L'Occidente rischia un meltdown geopolitico

All'inizio sarebbe forse bastata la no-fly zone per spezzare lo stallo nella guerra civile libica a favore degli insorti. Oggi - dopo aver perso due settimane nelle solite chiacchiere da solotto multilateralista - neanche quella sembrerebbe essere più sufficiente a risollevare le loro sorti. Bombardamento dopo bombardamento, Gheddafi ha letteralmente spianato il terreno alle sue milizie e sembra in procinto di assediare Bengasi, dopo essersi ripreso nel weekend le più importanti città petrolifere. Non ha senso, è da sciocchi, continuare ora ad intimargli di farsi da parte o proporre un cessate-il-fuoco. Nonostante il prezioso via libera della Lega araba sabato scorso, la diplomazia occidentale è in panne. Stavolta vittima più delle sue incertezze che dei veti altrui.

E' davvero questione di ore. Se l'Occidente non agisce con determinazione e rapidamente si ritroverà una Libia comunque altamente instabile, quindi pericolosa per qualsiasi investimento, e un Gheddafi incattivito.
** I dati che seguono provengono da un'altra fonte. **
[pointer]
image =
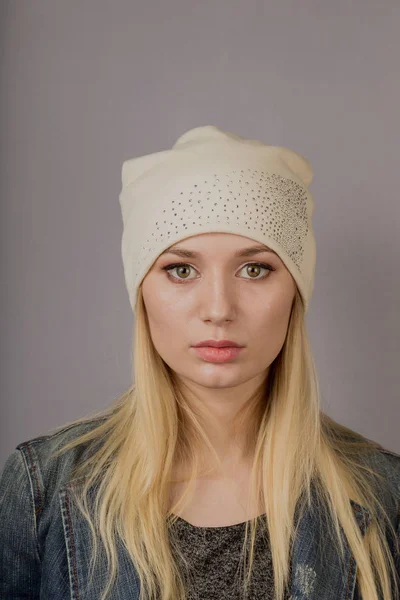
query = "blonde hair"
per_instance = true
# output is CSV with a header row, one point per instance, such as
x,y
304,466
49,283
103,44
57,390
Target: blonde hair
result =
x,y
150,429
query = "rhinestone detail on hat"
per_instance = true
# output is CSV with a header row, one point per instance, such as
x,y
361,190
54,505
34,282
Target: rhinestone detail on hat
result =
x,y
268,202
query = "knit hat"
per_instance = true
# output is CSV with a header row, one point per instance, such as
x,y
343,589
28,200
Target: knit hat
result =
x,y
215,181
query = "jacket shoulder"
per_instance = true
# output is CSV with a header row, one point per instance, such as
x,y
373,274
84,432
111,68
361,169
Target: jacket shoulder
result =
x,y
49,472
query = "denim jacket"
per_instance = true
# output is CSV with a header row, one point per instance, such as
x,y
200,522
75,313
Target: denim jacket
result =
x,y
45,543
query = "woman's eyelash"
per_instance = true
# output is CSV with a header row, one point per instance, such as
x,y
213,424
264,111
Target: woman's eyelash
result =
x,y
181,264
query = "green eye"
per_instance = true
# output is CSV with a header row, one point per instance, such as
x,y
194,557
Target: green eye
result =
x,y
169,268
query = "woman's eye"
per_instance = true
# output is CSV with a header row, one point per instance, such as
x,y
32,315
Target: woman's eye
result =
x,y
184,267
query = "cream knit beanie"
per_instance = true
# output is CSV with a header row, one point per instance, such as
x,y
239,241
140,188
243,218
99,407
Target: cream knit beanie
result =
x,y
215,181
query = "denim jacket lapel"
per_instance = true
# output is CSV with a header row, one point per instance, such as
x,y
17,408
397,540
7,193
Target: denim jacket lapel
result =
x,y
318,572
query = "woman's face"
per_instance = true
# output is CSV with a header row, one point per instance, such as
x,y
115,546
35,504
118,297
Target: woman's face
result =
x,y
216,294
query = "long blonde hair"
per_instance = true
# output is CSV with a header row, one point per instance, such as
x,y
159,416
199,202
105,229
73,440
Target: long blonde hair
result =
x,y
150,429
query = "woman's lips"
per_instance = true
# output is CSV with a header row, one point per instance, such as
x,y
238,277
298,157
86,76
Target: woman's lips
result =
x,y
211,354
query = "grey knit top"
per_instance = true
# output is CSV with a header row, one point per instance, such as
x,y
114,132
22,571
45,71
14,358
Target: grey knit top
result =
x,y
213,554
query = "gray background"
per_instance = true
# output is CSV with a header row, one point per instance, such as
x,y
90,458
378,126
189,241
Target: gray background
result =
x,y
87,84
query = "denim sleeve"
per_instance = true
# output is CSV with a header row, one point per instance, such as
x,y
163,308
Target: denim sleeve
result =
x,y
19,555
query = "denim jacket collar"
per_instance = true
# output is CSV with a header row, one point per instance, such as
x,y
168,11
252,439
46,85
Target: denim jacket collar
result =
x,y
318,571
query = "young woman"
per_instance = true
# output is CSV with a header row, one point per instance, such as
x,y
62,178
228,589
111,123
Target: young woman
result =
x,y
216,474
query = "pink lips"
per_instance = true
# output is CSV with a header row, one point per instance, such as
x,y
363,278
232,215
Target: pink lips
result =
x,y
217,355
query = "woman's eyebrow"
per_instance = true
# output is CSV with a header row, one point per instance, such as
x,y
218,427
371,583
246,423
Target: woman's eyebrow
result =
x,y
251,251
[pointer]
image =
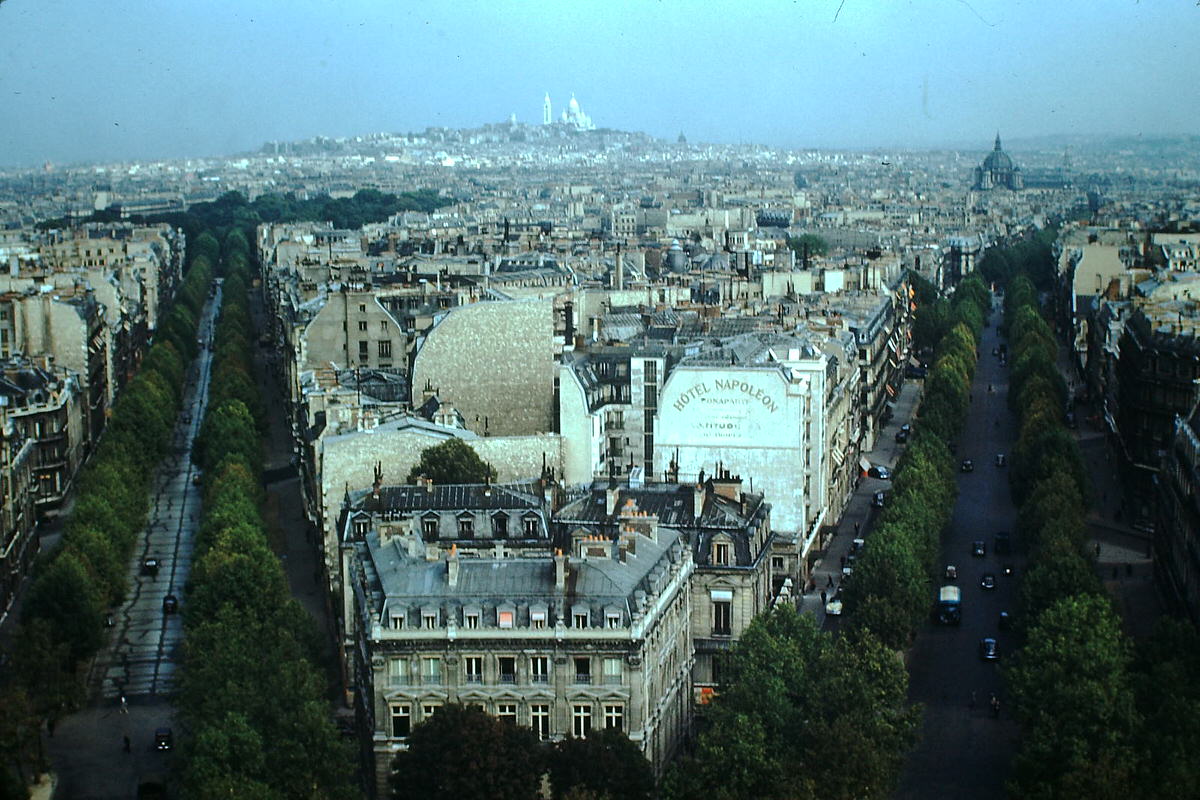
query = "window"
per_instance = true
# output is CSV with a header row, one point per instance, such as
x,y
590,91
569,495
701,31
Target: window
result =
x,y
401,719
539,719
612,671
615,716
397,672
581,720
721,613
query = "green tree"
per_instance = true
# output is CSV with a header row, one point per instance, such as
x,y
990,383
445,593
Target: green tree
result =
x,y
478,757
451,462
606,763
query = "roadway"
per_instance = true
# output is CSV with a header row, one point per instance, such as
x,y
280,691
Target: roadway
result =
x,y
965,751
88,749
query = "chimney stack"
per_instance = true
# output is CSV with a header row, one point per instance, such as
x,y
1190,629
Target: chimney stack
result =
x,y
453,566
559,571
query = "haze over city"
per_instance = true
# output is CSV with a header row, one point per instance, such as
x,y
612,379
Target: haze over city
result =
x,y
150,79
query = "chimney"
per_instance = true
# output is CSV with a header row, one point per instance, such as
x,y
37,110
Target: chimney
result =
x,y
559,570
453,566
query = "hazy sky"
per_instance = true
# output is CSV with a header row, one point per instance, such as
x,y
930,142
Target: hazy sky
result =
x,y
112,79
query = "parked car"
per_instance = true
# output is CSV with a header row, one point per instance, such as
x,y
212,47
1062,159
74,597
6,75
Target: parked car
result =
x,y
989,650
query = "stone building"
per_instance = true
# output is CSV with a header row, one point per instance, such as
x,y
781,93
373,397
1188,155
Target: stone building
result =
x,y
46,407
18,539
469,594
1177,518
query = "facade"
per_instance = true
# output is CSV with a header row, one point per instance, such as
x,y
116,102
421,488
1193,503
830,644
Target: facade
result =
x,y
46,407
469,594
1177,523
18,531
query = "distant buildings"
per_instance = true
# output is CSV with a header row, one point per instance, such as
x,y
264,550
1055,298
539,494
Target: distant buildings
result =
x,y
997,172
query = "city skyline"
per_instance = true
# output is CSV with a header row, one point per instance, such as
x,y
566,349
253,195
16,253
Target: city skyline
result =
x,y
145,80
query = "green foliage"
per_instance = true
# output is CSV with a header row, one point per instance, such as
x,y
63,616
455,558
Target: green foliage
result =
x,y
478,757
803,715
451,462
606,764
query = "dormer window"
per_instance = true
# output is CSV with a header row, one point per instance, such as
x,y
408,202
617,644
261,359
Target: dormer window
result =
x,y
466,527
430,528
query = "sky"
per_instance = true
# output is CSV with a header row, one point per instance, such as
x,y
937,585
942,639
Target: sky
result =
x,y
84,80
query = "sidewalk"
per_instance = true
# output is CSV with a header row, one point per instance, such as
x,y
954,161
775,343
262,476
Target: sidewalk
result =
x,y
858,517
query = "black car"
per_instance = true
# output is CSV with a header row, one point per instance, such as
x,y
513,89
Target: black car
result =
x,y
989,650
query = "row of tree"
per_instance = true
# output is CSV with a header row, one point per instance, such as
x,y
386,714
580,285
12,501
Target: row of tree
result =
x,y
1098,717
77,583
892,587
251,698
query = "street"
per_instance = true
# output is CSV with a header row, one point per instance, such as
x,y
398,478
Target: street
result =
x,y
108,749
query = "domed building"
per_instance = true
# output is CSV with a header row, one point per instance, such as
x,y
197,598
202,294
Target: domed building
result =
x,y
997,172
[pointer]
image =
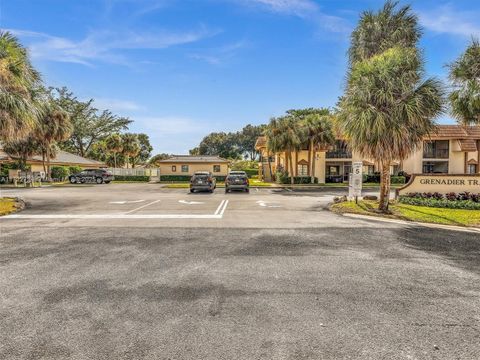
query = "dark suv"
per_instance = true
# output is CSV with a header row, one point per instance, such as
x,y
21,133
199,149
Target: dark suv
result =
x,y
203,181
237,180
98,176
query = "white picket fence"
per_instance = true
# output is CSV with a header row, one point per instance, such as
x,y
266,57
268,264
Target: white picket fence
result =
x,y
151,172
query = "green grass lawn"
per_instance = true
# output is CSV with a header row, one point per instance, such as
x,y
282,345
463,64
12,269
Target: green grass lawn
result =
x,y
7,206
444,216
220,184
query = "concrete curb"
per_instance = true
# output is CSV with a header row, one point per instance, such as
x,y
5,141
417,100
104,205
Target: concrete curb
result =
x,y
404,222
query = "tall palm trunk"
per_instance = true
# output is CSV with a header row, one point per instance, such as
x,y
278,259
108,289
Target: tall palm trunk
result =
x,y
313,167
49,170
43,162
384,186
286,162
310,150
269,167
292,176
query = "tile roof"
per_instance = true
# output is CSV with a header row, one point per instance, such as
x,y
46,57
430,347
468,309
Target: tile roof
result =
x,y
469,145
261,142
456,132
194,159
62,158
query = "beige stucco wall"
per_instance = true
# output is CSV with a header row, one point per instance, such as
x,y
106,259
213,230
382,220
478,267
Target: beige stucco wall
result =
x,y
456,159
414,163
166,169
443,184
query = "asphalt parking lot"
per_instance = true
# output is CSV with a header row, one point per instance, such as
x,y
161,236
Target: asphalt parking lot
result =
x,y
135,271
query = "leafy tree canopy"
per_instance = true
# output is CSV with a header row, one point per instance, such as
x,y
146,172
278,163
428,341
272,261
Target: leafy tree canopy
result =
x,y
89,124
465,78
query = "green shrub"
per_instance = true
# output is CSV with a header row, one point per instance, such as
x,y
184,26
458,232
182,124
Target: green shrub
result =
x,y
181,178
132,178
439,203
375,178
251,172
59,172
74,169
282,178
184,178
244,164
397,179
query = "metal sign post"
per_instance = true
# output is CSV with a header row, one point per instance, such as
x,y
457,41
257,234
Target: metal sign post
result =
x,y
355,181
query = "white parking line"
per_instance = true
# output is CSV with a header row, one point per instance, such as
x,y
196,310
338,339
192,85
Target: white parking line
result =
x,y
224,208
217,215
219,207
143,206
113,216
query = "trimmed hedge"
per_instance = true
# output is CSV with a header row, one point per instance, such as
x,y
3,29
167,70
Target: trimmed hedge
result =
x,y
463,200
184,178
175,177
132,178
284,179
60,172
375,178
250,172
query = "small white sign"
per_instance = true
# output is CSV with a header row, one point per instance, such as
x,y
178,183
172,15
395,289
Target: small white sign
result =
x,y
355,180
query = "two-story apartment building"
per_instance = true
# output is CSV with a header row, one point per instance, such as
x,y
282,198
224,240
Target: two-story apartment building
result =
x,y
452,149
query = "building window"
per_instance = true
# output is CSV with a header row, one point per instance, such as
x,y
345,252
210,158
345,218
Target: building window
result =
x,y
339,151
437,149
368,169
302,170
435,167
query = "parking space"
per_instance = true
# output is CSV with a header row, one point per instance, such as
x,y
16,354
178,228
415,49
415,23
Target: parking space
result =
x,y
273,272
152,202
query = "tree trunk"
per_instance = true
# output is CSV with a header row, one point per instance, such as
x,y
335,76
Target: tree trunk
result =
x,y
292,177
43,162
384,186
310,149
49,170
287,170
313,168
269,167
296,163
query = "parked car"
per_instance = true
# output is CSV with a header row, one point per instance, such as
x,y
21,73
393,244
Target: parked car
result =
x,y
98,176
203,181
237,180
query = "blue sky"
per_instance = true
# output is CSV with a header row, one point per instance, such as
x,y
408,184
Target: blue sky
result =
x,y
183,68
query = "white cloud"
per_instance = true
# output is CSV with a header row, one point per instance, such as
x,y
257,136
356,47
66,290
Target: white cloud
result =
x,y
106,45
116,105
445,19
305,9
164,126
294,7
220,55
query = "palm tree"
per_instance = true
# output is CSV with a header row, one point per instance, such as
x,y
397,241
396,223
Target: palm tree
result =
x,y
19,82
387,108
54,126
465,77
319,134
130,146
114,146
23,150
272,133
290,139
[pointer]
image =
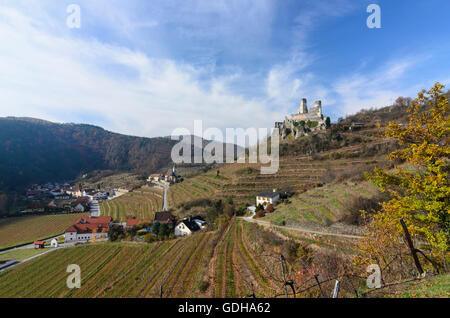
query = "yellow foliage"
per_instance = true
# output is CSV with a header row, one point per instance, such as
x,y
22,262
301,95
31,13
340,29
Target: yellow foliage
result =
x,y
419,187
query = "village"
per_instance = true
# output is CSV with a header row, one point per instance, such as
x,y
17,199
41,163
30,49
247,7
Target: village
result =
x,y
99,228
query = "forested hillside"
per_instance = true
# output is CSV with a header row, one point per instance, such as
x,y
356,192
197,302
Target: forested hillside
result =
x,y
33,151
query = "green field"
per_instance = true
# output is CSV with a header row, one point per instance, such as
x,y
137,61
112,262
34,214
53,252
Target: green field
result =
x,y
142,203
113,270
21,254
19,230
324,205
227,264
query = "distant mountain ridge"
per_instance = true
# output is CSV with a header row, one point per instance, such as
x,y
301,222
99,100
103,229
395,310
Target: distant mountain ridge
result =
x,y
34,150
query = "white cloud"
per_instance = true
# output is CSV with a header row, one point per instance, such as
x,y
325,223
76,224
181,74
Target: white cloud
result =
x,y
60,78
374,89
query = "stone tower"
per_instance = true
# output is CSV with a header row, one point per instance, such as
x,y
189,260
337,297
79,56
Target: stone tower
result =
x,y
318,107
303,108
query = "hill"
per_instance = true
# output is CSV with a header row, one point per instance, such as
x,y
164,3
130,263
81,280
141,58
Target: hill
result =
x,y
37,151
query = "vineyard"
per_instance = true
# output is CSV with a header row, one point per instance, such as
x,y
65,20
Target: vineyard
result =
x,y
322,206
238,270
142,203
226,263
243,181
113,270
20,230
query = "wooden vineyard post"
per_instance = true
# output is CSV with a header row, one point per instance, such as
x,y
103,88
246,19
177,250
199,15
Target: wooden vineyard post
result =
x,y
337,286
316,276
411,246
290,283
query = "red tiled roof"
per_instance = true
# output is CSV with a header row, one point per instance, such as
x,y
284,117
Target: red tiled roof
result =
x,y
83,200
135,222
87,228
94,219
164,217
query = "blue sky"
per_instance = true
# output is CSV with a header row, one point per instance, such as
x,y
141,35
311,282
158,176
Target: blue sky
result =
x,y
147,67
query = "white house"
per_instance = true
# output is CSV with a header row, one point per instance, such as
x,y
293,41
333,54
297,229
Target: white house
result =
x,y
53,243
88,229
267,197
186,227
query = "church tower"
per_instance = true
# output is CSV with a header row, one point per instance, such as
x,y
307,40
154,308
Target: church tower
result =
x,y
318,107
303,108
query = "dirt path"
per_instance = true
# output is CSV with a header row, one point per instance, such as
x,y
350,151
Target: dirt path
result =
x,y
299,229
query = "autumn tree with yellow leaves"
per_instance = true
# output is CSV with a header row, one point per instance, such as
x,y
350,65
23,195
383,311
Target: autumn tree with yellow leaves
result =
x,y
419,183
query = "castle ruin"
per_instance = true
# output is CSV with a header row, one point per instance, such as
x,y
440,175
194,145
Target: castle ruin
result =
x,y
304,122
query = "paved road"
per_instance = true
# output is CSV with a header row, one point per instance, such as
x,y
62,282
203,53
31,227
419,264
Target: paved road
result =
x,y
32,257
95,208
298,229
165,187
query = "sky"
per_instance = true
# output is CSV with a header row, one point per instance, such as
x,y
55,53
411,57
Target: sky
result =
x,y
144,68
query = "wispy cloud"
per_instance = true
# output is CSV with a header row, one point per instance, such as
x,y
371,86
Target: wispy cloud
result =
x,y
48,76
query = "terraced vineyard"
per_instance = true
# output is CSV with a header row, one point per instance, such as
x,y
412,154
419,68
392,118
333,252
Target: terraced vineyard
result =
x,y
19,230
228,264
142,203
238,271
324,205
243,181
114,270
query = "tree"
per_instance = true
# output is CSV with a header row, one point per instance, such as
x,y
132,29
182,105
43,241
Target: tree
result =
x,y
269,208
260,214
155,228
163,230
420,189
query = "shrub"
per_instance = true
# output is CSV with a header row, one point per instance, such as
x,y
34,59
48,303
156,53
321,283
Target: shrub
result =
x,y
203,286
260,214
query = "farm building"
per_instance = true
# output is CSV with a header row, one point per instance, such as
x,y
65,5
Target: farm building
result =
x,y
87,229
39,244
267,197
186,227
165,217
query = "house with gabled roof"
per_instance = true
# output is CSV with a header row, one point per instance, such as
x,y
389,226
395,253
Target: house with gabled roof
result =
x,y
186,227
267,197
88,229
165,217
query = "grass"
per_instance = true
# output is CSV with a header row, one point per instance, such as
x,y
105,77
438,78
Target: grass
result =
x,y
19,230
20,255
142,203
324,205
437,287
112,270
A farne più di tutti le spese - nonostante con la nostra scellerata ambiguità abbiamo tentato di non rompere del tutto i ponti con il Colonnello - saremo soprattutto noi italiani. Pechino è pronta a soppiantare noi e tutti gli europei nello sfruttamento delle risorse libiche.

L'incapacità e l'ignavia dimostrate, singolarmente e collettivamente, dai leader occidentali nella crisi libica non hanno precedenti nella storia recente. Le conseguenze dell'immobilismo sarebbero devastanti, ben oltre il futuro assetto della Libia. Devastata ne uscirebbe, agli occhi di alleati, avversari e nemici, la stessa credibilità occidentale: dopo aver scaricato Gheddafi e preso le parti dei ribelli, fino a riconoscere il loro Consiglio di transizione come unico interlocutore e a promettergli aiuto; dopo aver intimato al raìs di andarsene, minacciato di bombardarlo e averlo denunciato al tribunale penale internazionale; dopo aver adottato severe sanzioni e cincischiato su un intervento militare; dopo essersi spinti così in avanti, la sopravvivenza al potere in Libia permetterebbe al Colonnello di ergersi - non senza ragione - come colui, unico tra i leader arabi, che ha piegato l'Occidente.

Se il Giappone rischia il meltdown nucleare, noi rischiamo un meltdown geopolitico. Russia e Cina potrebbero ragionevolmente ambire a conquistarsi un posto di primo piano nel cuore del Mediterraneo e ricaverebbero da questa vicenda un'ulteriore dimostrazione della debolezza dell'Occidente, da capitalizzare in altre aree del mondo; le opposizioni nel resto del mondo arabo e in Iran non potrebbero più nutrire speranze e i regimi imparerebbero in fretta la lezione: il "moderato" Mubarak è stato detronizzato, il sanguinario Gheddafi no. Ecco come riuscire a resistere alle rivolte popolari: facendo ricorso al massimo della forza. Tanto si può star certi che nessuno interverrà.

Dopo averci fatto sperare, con le sue parole, in un cambio di rotta, ora Obama tace. Non vorremmo esserci illusi di nuovo. Con la scusa del multilateralismo sembra aver lasciato la guida della crisi libica agli europei e agli arabi. Il silenzio di Washington è assordante, musica per le orecchie di Gheddafi. Siamo forse in procinto di assistere a quell'abdicazione dell'America che molti temono - e più di qualcuno auspica. Guidata da un presidente inesperto, titubante, ma che soprattutto non crede nel ruolo giocato fino ad oggi nel mondo dalla sua nazione, anzi in fondo la biasima proprio per quel ruolo.

3 comments:

Frank77 said...

Se non ci fossero stati i disastri di Bush,molto probabilmente si sarebbe presa una via diversa

JimMomo said...

ahahahaha

Frank77 said...

Non ho capito cosa significhi quell'ahahahah.